3CX breach linked to previous supply chain compromise
Pieces of the 3CX supply chain compromise puzzle are starting to fall into place, though we’re still far away from seeing the complete picture.
In the meantime, we now also know that:
- The source of the 3CX breach was a compromised installer for X_TRADER, an old software package for futures-trading provided by Trading Technologies
- The trojanized installer for X_TRADER software was also used to drop a backdoor on the systems of two critical infrastructure organizations in the energy sector, and two organizations involved in financial trading
The 3CX supply chain compromise
As we previously reported, the Windows and Mac desktop versions of the 3CX app have been injected with malware and used to deliver information-stealing malware to a yet unknown number of 3CX customers. According to Kaspersky, some of the victims are cryptocurrency companies.
3CX engaged Mandiant to investigate how their own compromise happened, and they revealed last Thursday that one of 3CX employees downloaded the booby-trapped X_TRADER installer, leading to the ultimate deployment of a modular backdoor (dubbed VEILEDSIGNAL) on their system.
The installer was signed with an expired digital certificate belonging to Trading Technologies, and dates back to November 2021.
“The attacker used a compiled version of the publicly available Fast Reverse Proxy project, to move laterally within the 3CX organization during the attack. Mandiant was able to reconstruct the attacker’s steps throughout the environment as they harvested credentials and moved laterally. Eventually, the attacker was able to compromise both the Windows and macOS build environments,” the company’s investigators shared.
“On the Windows build environment, the attacker deployed a TAXHAUL launcher and COLDCAT downloader that persisted by performing DLL search order hijacking through the IKEEXT service and ran with LocalSystem privileges. The macOS build server was compromised with POOLRAT backdoor using Launch Daemons as a persistence mechanism.”
They also found indicators of compromise that seem to corroborate their initial assessment that government-sponsored North Korean hackers are behind the breach.
“The identified software supply chain compromise is the first we are aware of which has led to a cascading software supply chain compromise,” they added. “Cascading software supply chain compromises demonstrate that North Korean operators can exploit network access in creative ways to develop and distribute malware, and move between target networks while conducting operations aligned with North Korea’s interests.”
Almost simultaneously, ESET researchers published a report about the Lazarus APT targeting Linux users with fake job offers and a Linux backdoor, and further linked the group to the 3CX supply chain attack based on similarities between used malware and shared infrastructure.

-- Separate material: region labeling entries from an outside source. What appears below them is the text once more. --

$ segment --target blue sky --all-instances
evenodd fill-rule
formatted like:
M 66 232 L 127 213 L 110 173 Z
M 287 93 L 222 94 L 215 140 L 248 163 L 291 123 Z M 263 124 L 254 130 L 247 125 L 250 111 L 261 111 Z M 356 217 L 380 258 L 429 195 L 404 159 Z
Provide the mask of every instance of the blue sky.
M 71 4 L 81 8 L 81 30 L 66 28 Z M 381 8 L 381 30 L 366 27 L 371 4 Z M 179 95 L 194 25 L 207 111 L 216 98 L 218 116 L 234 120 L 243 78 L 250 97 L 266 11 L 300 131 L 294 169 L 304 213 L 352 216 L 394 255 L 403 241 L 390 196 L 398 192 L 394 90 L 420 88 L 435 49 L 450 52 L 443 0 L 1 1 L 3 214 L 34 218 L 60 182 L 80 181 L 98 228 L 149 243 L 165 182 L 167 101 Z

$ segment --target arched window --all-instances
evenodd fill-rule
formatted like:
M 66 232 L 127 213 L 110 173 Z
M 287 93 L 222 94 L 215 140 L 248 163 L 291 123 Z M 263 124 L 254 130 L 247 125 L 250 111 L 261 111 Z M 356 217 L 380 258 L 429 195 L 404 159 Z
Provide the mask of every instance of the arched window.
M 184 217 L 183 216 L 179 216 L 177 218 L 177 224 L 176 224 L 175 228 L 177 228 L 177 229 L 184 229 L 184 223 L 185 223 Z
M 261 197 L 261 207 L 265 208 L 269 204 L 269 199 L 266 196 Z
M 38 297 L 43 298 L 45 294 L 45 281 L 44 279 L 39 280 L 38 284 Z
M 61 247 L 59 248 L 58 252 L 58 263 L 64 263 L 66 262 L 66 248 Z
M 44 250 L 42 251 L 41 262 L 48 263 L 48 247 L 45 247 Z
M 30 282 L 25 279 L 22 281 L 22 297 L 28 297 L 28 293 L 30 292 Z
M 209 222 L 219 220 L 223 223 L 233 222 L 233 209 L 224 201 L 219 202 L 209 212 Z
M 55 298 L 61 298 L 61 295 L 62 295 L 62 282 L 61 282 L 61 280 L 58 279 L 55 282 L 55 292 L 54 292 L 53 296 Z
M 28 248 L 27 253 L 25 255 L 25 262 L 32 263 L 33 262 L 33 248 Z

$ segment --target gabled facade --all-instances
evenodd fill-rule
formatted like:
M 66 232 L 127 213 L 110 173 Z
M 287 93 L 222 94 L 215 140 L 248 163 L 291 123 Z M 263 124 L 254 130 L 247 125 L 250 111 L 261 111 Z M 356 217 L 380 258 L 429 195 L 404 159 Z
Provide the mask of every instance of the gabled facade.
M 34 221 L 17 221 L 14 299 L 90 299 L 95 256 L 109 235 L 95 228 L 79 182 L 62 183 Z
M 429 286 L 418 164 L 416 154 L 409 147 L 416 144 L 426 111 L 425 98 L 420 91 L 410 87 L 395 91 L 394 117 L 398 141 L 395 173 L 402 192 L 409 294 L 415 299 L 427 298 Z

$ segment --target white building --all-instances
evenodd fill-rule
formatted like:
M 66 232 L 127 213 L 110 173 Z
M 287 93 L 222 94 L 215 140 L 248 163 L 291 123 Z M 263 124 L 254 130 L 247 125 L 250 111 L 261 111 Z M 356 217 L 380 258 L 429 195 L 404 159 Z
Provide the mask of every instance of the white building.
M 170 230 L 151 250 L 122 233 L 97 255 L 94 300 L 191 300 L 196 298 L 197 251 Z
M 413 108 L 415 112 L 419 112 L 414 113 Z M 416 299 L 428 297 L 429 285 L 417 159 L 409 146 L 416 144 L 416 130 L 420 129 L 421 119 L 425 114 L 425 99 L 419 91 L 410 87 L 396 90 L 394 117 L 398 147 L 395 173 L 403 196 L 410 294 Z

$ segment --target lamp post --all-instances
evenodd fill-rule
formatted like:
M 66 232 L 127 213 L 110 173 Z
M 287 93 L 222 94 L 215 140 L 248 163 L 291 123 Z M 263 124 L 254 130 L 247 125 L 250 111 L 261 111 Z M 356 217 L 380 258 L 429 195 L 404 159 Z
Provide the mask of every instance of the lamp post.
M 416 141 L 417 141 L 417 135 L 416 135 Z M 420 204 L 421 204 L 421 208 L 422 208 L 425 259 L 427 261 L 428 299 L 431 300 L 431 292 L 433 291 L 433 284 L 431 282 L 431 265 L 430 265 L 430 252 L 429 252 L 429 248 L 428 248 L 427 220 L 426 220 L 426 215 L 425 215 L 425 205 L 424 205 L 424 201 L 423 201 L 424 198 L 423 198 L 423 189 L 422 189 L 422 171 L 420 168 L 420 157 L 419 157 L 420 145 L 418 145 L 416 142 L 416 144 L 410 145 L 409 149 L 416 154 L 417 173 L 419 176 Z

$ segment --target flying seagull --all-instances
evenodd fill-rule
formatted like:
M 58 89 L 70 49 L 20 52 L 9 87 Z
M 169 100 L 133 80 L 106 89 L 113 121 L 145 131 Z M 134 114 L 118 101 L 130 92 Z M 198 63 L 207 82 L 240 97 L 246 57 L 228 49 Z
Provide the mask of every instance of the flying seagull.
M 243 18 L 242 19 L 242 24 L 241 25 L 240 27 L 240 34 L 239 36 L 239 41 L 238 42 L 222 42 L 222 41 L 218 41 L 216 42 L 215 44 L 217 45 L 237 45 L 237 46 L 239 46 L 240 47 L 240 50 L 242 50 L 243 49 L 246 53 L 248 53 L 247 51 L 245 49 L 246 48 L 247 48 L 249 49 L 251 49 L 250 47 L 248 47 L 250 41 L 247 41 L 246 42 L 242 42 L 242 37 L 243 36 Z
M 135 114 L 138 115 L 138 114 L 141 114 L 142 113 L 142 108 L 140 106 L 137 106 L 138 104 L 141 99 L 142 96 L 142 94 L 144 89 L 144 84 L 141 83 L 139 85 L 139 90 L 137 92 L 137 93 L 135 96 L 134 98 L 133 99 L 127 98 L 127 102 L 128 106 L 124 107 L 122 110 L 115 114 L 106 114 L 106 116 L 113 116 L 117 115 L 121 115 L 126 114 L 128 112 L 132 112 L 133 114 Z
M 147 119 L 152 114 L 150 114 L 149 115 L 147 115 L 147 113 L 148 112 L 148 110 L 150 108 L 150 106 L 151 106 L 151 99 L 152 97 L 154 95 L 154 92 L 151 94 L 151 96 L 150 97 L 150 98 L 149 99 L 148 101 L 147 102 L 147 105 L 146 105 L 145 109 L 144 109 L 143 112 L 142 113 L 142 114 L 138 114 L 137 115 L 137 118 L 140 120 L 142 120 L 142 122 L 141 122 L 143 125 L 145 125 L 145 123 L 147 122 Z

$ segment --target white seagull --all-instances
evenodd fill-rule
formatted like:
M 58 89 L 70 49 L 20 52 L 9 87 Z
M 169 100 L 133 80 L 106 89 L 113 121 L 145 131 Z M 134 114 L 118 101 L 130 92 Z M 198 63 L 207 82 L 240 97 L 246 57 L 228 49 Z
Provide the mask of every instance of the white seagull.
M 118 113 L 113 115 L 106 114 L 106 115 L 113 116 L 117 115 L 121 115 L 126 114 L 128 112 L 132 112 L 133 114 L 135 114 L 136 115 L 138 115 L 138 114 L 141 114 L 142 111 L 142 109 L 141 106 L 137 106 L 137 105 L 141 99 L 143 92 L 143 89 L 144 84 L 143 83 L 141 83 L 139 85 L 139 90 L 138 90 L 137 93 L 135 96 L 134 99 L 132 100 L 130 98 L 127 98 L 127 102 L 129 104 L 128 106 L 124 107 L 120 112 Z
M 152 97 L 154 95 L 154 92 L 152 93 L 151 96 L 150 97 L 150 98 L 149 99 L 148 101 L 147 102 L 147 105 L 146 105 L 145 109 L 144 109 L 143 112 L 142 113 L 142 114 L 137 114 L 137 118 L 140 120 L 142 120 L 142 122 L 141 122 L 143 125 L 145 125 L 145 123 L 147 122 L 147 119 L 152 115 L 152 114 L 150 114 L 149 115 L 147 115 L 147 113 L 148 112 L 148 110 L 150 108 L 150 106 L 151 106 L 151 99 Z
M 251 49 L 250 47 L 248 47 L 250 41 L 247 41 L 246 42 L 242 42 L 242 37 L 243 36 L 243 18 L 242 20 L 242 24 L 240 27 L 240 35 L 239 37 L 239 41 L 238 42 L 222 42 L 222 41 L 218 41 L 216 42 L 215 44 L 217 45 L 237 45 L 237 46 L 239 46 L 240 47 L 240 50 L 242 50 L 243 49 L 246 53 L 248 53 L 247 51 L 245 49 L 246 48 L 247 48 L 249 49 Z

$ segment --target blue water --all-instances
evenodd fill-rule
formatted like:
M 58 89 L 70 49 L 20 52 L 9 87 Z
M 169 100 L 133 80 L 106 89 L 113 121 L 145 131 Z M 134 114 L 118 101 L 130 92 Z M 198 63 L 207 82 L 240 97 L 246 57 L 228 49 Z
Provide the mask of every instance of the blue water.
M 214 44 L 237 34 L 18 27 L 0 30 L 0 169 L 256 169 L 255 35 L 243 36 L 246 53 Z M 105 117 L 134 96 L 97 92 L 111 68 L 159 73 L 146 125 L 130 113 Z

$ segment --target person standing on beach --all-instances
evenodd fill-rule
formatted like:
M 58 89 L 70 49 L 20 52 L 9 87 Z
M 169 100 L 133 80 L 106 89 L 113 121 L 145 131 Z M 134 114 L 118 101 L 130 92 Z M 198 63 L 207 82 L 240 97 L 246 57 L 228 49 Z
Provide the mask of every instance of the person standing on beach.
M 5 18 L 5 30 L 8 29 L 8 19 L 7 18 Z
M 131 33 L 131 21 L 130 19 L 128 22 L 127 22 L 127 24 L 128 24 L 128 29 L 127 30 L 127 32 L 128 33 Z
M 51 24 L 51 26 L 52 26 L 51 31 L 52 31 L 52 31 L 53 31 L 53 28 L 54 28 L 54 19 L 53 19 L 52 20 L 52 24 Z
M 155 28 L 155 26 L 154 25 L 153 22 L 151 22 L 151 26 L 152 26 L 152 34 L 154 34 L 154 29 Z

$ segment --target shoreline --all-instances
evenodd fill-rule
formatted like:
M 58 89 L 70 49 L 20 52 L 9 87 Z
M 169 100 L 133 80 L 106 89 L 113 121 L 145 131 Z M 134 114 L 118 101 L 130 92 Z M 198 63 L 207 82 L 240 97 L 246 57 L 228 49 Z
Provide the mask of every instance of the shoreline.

“The stealthiness of a supply chain attack makes [distributing malware via compromised software] very appealing from an attacker’s perspective. Lazarus has already used this technique in the past, targeting South Korean users of WIZVERA VeraPort software in 2020. Similarities with existing malware from the Lazarus toolset and with the group’s typical techniques strongly suggest the recent 3CX compromise is the work of Lazarus as well,” they noted.
“It is also interesting to note that Lazarus can produce and use malware for all major desktop operating systems: Windows, macOS, and Linux.”
The yet unknown fallout of the Trading Technologies compromise
Then, on Friday, Symantec’s Threat Hunter Team revealed that the X_TRADER software supply chain attack affected more organizations than 3CX, including two organizations in the energy sector in the US and the UK, as well as two organizations involved in financial trading. (The extent of possible compromise at those companies is unknown.)
“It appears likely that the X_Trader supply chain attack is financially motivated, since Trading Technologies, the developer of X_Trader, facilitates futures trading, including energy futures. Nevertheless, the compromise of critical infrastructure targets is a source of concern. North Korean-sponsored actors are known to engage in both espionage and financially motivated attacks and it cannot be ruled out that strategically important organizations breached during a financial campaign are targeted for further exploitation,” they pointed out.
Trading Technologies told security journalist Kim Zetter that the compromised X_TRADER package was downloaded by 97 individuals between November 1, 2021 and July 26, 2022, and that they’ve been notified and advised not to open the software if they haven’t done so already.
If any of those individuals work at other software companies, the discovery of additional related supply chain attacks is very likely.